First single “Pharmacist” is a masterclass in indie rock…
"...a distinct emotional undertow, like a stirring dream that ends a little too soon" - The New York Times
“Pharmacist”
is overblown in all the right ways, with all the meticulously layered
noise growing into a thicket around Rankin’s tender nostalgia." - Pitchfork
"First
single and album opener “Pharmacist” might as well be the Big Bang,
exploding outward to form the beginnings of a new era of Alvvays." - Stereogum
"The
always-incredible Alvvays have returned after five long years with
“Pharmacist" — a gloriously fuzzed-out blast of energy that spells good
things for the band’s third album, Blue Rev. Drawing from the
high-energy, “Lollipop”/”Hey”/”Saved By A Waif” side of the band’s
catalog, it’s a very welcome, and pleasingly unexpected, comeback." -
Paper
"complete
with a frenetic and exciting guitar solo to cap off what can only be
described as a fantastic set-up for this long-awaited album cycle" - Uproxx
"From the sound of its jangly lead single, “Pharmacist,” it’s already looking to be a brilliant new page for the band" - Nylon
More on Blue Rev…
Alvvays never intended to take five years to finish their third album, the nervy joyride that is the compulsively lovable Blue Rev. In fact, the band began writing and cutting its first bits soon after releasing 2017’s Antisocialites,
that stunning sophomore record that confirmed the Toronto quintet’s
status atop a new generation of winning and whip-smart indie rock.
Global
lockdowns notwithstanding, circumstances both ordinary and entirely
unpredictable stunted those sessions. Alvvays toured more than expected,
a surefire interruption for a band that doesn’t write on the road. A
watchful thief then broke into singer Molly Rankin’s apartment and
swiped a recorder full of demos, one day before a basement flood nearly
ruined all the band’s gear. They subsequently lost a rhythm section and,
due to border closures, couldn’t rehearse for months with their
masterful new one, drummer Sheridan Riley and bassist Abbey Blackwell.
The songs of Blue Rev
thrive on immediacy and intricacy, so good on first listen that the
subsequent spins where you hear all the details are an inevitability.
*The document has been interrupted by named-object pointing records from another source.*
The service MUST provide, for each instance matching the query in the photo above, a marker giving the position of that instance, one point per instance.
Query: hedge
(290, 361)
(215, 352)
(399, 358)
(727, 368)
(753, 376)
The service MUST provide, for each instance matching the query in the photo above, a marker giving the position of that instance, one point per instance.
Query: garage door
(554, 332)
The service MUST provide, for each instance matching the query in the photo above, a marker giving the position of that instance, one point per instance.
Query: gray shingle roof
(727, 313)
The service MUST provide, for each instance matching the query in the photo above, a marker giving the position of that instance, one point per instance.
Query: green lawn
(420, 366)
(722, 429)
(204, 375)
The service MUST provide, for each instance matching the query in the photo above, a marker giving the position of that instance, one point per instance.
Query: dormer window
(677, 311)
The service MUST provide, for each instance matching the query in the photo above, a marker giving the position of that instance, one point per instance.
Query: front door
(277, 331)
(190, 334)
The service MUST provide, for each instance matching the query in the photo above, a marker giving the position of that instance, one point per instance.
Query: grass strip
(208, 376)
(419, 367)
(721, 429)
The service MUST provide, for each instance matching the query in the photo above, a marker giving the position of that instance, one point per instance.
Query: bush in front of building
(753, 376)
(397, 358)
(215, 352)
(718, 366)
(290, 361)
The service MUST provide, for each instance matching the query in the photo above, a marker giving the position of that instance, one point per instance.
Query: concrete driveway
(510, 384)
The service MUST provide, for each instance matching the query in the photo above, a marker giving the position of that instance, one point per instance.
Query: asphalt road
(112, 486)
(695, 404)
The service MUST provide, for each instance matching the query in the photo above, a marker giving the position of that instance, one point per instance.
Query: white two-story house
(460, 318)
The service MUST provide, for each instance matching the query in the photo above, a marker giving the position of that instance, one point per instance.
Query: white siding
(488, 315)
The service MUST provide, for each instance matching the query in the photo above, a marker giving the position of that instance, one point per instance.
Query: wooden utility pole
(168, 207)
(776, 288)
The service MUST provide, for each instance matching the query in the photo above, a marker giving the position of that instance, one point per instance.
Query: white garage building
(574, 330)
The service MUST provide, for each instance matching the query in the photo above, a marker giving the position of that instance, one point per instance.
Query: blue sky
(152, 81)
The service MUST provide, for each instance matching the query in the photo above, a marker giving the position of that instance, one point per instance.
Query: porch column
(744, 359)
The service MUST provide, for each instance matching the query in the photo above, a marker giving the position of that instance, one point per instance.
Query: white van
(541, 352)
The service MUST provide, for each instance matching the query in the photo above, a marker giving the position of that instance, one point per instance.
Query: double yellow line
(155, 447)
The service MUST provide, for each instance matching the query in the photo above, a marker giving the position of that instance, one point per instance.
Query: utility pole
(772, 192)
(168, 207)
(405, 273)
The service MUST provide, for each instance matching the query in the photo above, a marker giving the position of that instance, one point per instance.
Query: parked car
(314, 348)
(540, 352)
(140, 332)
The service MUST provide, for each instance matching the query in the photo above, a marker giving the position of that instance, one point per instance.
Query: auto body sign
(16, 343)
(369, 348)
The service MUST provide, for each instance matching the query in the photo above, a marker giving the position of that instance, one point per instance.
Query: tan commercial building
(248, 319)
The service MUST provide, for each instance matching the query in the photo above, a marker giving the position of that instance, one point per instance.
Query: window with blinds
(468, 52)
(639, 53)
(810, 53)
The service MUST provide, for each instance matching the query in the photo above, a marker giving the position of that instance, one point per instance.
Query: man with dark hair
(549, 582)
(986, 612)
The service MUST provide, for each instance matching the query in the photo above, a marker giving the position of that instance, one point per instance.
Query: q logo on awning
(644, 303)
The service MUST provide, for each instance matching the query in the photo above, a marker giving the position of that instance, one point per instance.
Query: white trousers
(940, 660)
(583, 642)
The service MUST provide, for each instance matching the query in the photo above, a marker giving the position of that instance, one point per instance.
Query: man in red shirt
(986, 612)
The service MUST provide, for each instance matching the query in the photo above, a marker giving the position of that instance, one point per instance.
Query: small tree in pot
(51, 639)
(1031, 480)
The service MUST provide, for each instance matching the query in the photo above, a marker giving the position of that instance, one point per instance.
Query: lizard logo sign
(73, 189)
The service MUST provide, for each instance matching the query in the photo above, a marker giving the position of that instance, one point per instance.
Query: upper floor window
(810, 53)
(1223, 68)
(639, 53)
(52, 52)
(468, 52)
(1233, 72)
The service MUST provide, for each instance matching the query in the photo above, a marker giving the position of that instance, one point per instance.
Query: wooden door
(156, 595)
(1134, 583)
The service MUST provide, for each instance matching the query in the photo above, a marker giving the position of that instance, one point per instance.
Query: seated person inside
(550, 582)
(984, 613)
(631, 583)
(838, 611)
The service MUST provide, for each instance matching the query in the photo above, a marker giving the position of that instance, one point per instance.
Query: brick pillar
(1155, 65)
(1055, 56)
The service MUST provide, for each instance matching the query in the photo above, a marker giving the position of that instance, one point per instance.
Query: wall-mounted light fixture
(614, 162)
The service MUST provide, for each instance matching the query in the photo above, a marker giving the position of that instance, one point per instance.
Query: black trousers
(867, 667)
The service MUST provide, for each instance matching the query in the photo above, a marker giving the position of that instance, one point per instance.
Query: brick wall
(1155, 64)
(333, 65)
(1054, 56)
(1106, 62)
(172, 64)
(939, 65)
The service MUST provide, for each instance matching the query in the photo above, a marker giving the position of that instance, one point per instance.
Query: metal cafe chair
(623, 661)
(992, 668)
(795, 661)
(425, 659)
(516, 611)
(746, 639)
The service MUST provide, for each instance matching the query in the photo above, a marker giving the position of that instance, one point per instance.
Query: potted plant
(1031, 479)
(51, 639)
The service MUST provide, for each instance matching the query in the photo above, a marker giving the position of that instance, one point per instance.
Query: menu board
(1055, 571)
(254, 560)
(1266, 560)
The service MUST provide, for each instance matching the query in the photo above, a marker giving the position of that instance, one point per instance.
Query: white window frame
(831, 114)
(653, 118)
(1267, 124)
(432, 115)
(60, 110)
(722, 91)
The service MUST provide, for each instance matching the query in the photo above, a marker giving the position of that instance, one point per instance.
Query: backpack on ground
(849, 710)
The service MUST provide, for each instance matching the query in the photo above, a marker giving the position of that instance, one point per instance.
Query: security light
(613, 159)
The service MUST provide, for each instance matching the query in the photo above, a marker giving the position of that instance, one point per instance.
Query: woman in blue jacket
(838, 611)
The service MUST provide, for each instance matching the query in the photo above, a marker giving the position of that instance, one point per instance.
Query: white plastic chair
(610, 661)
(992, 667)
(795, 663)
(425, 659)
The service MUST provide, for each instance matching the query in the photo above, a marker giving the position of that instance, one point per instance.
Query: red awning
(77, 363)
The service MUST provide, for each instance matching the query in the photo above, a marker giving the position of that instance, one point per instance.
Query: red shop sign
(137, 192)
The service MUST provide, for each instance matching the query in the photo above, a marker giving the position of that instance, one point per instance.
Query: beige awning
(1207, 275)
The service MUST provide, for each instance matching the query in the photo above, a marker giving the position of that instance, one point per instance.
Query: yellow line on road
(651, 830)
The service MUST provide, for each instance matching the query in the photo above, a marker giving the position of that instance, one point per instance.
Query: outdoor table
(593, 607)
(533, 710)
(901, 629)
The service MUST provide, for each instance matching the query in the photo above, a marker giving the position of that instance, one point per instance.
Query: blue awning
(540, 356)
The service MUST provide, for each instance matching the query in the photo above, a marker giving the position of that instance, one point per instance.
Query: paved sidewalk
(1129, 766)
This perfectly dovetailed sound stems from an unorthodox—and, for
Alvvays, wholly surprising—recording process, unlike anything they’ve
ever done. Alvvays are fans of fastidious demos, making maps of new
tunes so complete they might as well have topographical contour lines.
But
in October 2021, when they arrived at a Los Angeles studio with fellow
Canadian Shawn Everett, he urged them to forget the careful planning
they’d done and just play the stuff, straight to tape. On the second
day, they ripped through Blue Rev front-to-back
twice, pausing only 15 seconds between songs and only 30 minutes
between full album takes. And then, as Everett has done on recent albums
by The War on Drugs and Kacey Musgraves, he spent an obsessive amount
of time alongside Alvvays filling in the cracks, roughing up the
surfaces, and mixing the
results.
Every
element of Alvvays leveled up in the long interim between albums: Riley
is a classic dynamo of a drummer, with the power of a rock deity and
the finesse of a jazz pedigree. Their roommate, in-demand bassist
Blackwell, finds the center of a song and entrenches it. Keyboardist
Kerri MacLellan joined Rankin and guitarist Alec O’Hanley to write more
this time, reinforcing the band’s collective quest to break patterns
heard on their first two albums.
Alvvays’
self-titled debut, released when much of the band was still in its
early 20s, offered speculation about a distant future—marriage,
professionalism, interplanetary citizenship. Antisocialites
wrestled with the woes of the now, especially the anxieties of inching
toward adulthood. Named for the sugary alcoholic beverage Rankin and
MacLellan used to drink as teens on rural Cape Breton, Blue Rev
looks both back at that country past and forward at an uncertain world,
reckoning with what we lose whenever we make a choice about what we
want to become.
Sure,
it arrives a few years later than expected, but the answer for Alvvays
is actually simple: They’ve changed gradually, growing on Blue Rev into one of their generation’s most complete and riveting rock bands.